I see. I think this is consistent with Andy's explanation.

> 
> 
> > Lukas, thank you for the idea. If I understand the comment by Andy
> > correctly, P2SB should not be unhidden between arch_initcall and
> > fs_initcall. Hmm.
> > 
> > This made me think: how about to unhide and hide P2SB just during
> > fs_initcall to cache the P2SB resources? To try it, I added a function
> > below on top of the previous trial patch. The added function calls
> > p2sb_bar() for devfn=0 at fs_initcall so that the resource is cached
> > before probe of i2c-i801. This worked
> > good on my system. It avoided the deadlock as well as the lockdep WARN :)
> 
> This may work if i2c-i801 is compiled as a module, but may not work
> if it's builtin:  It would try to access the cached P2SB BAR when
> it's not yet been cached.  So you'd have to return -EPROBE_DEFER
> from p2sb_bar() if it hasn't been cached yet.  And you'd have to
> make sure that all the callers can cope with that return value.

I built i2c-i801 as a built-in module, and observed that my trial patch worked
good.
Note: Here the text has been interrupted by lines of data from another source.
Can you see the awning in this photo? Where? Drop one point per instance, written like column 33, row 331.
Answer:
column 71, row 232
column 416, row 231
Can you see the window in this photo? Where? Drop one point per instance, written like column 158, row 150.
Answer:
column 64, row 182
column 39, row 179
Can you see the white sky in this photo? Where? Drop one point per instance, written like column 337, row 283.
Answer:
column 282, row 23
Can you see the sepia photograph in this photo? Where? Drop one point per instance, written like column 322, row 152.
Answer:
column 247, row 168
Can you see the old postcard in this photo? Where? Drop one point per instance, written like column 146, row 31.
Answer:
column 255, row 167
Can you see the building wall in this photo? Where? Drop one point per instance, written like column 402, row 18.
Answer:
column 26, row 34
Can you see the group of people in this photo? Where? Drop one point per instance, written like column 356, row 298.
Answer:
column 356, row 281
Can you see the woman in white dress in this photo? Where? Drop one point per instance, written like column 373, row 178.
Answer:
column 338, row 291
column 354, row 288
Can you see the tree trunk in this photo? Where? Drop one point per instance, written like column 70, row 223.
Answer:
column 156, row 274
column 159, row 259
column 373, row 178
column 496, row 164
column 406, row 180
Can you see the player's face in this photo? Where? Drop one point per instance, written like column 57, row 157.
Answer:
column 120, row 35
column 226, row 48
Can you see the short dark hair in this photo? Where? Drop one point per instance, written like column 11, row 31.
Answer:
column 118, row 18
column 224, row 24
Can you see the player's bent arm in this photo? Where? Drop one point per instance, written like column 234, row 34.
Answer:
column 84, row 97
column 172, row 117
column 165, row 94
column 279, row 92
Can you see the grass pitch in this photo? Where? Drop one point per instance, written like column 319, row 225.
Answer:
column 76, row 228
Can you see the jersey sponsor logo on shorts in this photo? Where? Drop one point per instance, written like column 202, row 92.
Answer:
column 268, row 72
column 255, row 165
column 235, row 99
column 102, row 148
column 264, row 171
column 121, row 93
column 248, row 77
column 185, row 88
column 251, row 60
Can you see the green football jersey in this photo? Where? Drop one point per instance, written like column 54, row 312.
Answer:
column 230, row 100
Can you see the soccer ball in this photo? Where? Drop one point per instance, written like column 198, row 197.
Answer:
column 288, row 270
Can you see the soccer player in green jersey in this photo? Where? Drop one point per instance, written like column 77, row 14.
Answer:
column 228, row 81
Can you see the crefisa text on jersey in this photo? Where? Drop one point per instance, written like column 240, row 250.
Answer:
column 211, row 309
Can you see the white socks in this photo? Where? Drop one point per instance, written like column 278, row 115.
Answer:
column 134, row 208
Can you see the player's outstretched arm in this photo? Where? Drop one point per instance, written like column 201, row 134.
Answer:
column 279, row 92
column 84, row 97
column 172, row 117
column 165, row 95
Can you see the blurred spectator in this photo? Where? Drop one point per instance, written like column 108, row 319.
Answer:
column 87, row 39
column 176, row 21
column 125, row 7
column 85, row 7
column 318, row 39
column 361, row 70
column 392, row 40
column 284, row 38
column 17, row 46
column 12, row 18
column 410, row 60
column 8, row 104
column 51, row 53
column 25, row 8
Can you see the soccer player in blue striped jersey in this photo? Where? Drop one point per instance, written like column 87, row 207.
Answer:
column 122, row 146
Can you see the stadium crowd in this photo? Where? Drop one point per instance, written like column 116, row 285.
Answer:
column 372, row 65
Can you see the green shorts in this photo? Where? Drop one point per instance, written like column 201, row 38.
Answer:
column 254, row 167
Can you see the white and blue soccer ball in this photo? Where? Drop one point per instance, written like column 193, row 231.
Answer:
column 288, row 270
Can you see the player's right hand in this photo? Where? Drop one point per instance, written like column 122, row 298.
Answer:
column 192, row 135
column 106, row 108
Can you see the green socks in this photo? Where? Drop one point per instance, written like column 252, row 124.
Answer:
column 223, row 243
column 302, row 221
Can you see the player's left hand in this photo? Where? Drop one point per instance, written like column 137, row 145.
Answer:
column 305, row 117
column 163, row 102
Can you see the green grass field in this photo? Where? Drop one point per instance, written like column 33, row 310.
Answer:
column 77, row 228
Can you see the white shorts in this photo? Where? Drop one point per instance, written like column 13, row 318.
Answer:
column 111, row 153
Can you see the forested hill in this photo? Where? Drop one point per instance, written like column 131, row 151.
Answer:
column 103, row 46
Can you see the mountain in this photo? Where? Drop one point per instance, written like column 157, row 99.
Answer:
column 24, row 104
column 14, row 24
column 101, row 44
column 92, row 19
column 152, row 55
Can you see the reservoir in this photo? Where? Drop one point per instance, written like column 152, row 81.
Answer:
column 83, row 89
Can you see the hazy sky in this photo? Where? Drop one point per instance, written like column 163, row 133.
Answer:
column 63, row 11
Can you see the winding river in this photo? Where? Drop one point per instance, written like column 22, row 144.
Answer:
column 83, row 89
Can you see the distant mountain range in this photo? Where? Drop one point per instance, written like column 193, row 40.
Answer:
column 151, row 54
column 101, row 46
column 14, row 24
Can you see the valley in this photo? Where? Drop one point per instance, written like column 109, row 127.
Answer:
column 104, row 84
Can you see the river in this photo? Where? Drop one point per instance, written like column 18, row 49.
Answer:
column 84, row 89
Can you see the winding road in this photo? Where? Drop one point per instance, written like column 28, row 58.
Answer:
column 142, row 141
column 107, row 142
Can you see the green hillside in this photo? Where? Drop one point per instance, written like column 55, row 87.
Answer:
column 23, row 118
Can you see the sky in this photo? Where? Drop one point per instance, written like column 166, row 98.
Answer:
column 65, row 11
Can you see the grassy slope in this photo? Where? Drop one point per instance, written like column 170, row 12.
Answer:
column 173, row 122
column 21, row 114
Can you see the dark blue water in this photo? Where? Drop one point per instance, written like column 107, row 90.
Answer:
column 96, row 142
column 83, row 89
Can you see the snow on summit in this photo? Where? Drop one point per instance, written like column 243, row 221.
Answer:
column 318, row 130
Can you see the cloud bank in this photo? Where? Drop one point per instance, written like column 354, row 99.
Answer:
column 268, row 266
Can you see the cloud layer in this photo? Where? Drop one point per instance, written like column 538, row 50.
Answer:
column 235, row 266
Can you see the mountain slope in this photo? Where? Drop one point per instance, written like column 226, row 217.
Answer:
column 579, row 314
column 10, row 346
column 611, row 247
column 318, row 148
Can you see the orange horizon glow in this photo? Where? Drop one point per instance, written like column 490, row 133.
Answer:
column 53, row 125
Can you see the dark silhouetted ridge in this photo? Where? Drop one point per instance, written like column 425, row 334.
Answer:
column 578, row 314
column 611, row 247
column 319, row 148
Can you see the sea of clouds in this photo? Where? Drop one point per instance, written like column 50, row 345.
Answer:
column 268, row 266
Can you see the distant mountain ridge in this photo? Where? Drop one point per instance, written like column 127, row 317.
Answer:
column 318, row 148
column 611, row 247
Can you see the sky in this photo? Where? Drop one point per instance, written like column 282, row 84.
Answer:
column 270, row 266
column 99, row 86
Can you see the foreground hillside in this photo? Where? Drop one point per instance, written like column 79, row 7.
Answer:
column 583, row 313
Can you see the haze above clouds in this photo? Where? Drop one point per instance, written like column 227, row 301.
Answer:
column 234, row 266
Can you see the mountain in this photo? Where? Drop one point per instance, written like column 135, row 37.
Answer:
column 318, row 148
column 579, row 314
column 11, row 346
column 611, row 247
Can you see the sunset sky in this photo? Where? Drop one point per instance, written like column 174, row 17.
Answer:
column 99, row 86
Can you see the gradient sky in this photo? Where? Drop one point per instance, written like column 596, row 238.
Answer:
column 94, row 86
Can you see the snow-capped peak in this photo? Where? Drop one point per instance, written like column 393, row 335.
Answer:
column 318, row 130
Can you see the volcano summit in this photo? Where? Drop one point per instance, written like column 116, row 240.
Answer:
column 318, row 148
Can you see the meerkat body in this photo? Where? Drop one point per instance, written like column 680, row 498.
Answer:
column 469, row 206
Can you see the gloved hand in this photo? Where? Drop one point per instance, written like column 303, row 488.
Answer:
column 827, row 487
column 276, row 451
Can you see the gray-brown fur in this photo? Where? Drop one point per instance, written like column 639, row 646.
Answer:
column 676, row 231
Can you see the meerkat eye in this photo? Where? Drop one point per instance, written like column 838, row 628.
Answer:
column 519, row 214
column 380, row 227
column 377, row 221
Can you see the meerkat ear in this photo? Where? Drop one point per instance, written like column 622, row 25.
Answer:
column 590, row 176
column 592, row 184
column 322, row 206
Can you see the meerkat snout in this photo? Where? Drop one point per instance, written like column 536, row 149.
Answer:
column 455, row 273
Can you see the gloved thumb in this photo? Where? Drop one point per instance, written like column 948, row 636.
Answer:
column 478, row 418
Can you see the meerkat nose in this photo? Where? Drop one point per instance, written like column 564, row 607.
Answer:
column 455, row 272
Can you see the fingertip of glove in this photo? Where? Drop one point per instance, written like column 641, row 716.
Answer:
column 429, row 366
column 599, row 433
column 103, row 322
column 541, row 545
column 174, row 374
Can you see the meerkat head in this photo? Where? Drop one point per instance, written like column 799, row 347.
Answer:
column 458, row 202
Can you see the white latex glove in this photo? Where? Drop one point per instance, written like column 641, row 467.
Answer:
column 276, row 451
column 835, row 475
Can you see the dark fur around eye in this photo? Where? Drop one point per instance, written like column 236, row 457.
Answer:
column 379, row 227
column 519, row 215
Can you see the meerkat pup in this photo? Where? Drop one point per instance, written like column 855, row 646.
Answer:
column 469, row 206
IIUC, i2c-i801 probe happens after fs_initcall for p2sb resource caching,
even when i2c-i801 is built-in.

> 
> Another approach would be to cache the BARs very early at boot in
> arch/x86/kernel/early-quirks.c.  That would obviate the need to
> defer probing if the BAR hasn't been cached yet.
> 
> Looking through past discussions archived in lore, I've found an
> important issue raised by Bjorn:
> 
>    "Apparently this normally hidden device is consuming
>     PCI address space.  The PCI core needs to know about this.  If it
>     doesn't, the PCI core may assign this space to another device."
>     
>    https://lore.kernel.org/all/20210308185212.GA1790506@bjorn-Precision-5520/
> 
> arch/x86/kernel/early-quirks.c already reserves "stolen" memory used
> by Intel GPUs with unified-memory architecture.  It adjusts the e820
> map to achieve that.  I guess the same method could be used to reserve
> the memory used by P2SB (as well as "upper" functions if P2SB has
> function number 0).
> 
> An early version of p2sb_bar() (which wasn't mainlined) duplicated
> __pci_read_base().  I suggested to instead unhide and temporarily
> enumerate the device, retrieve the BAR, then destroy the pci_dev
> and hide the P2SB again:
> 
> https://lore.kernel.org/all/20220505145503.GA25423@xxxxxxxxx/
> 
> That resulted in a significant reduction in LoC.  But if the BAR
> caching happens in arch/x86/kernel/early-quirks.c, it may be
> necessary to duplicate at least portions of __pci_read_base() again.
> Or maybe the code can be simplified for this specific use case,
> I don't know.

Thanks. It's good to understand the past discussion (Wow, so big discussion was
held for p2sb.c introduction...). As I noted above, p2sb resource cache at
fs_initcall looks working good. I hope this fs_initcall approach is good enough
since it will be smaller patch than the resource cache at x86 early-quirks.